Clark Atlanta was recently awarded a nearly $12 million grant to establish a “Knowledge Metaverse” hub for its teachers and students. The virtual reality-focused platform EON Reality awarded the grant.

The Knowledge Metaverse is an immersive world. It combines the real world with digital information and extended reality, similar to immersive experiences.

The Knowledge Metaverse “amplifies access and engagement in learning by combining the real world with digital information and extended reality similar to immersive experiences that have become increasingly popular in arts, gaming and entertainment,” according to a school release,

The grant will allow Clark Atlanta University to improve learning and training among faculty and students. Thanks to EON Reality’s work, the Knowledge Metaverse will enable the university to “offer training to their faculty and students augmenting traditional in-person and online instruction.”

Clark Atlanta is the first HBCU to receive such a grant, and the school said the funding would allow them to “offer training to their faculty and students augmenting traditional in-person and online instruction.”

“As we accelerate our momentum, these essential partnerships support our efforts to step into the future of interactive teaching and to learn through relevant and future-focused innovations.” In a statement, CAU president George T. French Jr. said.

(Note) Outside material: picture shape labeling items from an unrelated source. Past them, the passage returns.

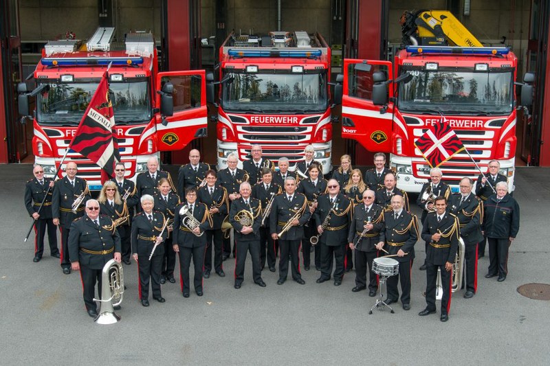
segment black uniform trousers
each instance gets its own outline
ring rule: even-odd
[[[290,254],[290,263],[292,266],[292,279],[302,278],[300,272],[300,240],[278,240],[280,257],[279,258],[279,278],[287,279],[288,275],[288,255]]]
[[[223,270],[222,258],[222,239],[223,233],[221,229],[205,230],[206,236],[206,255],[204,257],[204,271],[212,271],[212,247],[214,246],[214,271],[216,273]],[[214,242],[212,244],[212,240]]]
[[[50,243],[50,254],[59,253],[57,249],[57,228],[52,218],[38,218],[34,220],[34,256],[42,258],[44,253],[44,235],[47,228],[47,241]]]
[[[373,261],[378,257],[378,251],[355,250],[355,285],[366,286],[366,268],[368,268],[368,290],[376,291],[378,288],[378,277],[373,272]]]
[[[202,290],[203,268],[204,266],[204,253],[206,251],[206,249],[204,245],[194,248],[179,246],[179,251],[178,252],[179,254],[179,279],[182,293],[189,293],[190,289],[189,267],[191,265],[191,257],[193,259],[193,268],[195,268],[195,275],[193,276],[195,290]]]
[[[506,277],[508,274],[508,248],[510,240],[507,238],[487,238],[487,242],[489,243],[489,274]]]
[[[451,307],[451,276],[452,271],[447,271],[445,264],[434,264],[430,260],[426,260],[426,309],[435,311],[435,290],[437,281],[437,269],[441,268],[441,287],[443,287],[443,296],[441,297],[441,314],[448,314]]]
[[[138,256],[138,267],[140,274],[140,299],[147,300],[149,298],[149,279],[153,297],[161,297],[160,273],[164,255],[157,254],[151,257],[148,255]]]
[[[344,277],[344,256],[345,243],[341,245],[327,245],[324,242],[319,243],[321,252],[321,277],[330,279],[332,273],[333,258],[336,262],[334,280],[342,281]]]
[[[388,299],[393,299],[395,301],[399,297],[399,292],[397,290],[397,282],[401,282],[401,302],[402,304],[410,303],[410,266],[412,260],[399,262],[399,276],[390,276],[388,277],[386,284],[388,284]]]
[[[258,240],[237,240],[236,258],[235,258],[235,284],[243,283],[245,275],[246,253],[250,252],[252,260],[252,278],[254,282],[262,279],[262,268],[260,266],[260,243]],[[287,261],[288,264],[288,261]]]

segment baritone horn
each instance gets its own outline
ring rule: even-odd
[[[124,278],[122,264],[112,259],[103,266],[101,274],[101,299],[99,315],[96,318],[98,324],[114,324],[120,317],[115,314],[113,307],[120,305],[124,293]]]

EON first announced the Knowledge Metaverse project in July 2021.

Using the metaverse as an educational tool is increasing, especially at the college level.  Students and teachers can meet up in the digital space via their virtual reality headsets from anywhere. 

Here’s how it works: In a history class in the metaverse, for example, students can be “transported” to the era they are studying and see virtual renditions of historical events in an immersive 3D environment. 

But there are downsides to learning in the metaverse, reports Coin Telegraph. Students with disabilities such as hearing and vision problems might have difficulties attending a metaverse class.

It also might be difficult for cash-strapped schools and students to acquire virtual reality headsets, which would be needed for metaverse classes. As such, Coin telegraph notes education will be limited to a select few and not to the majority.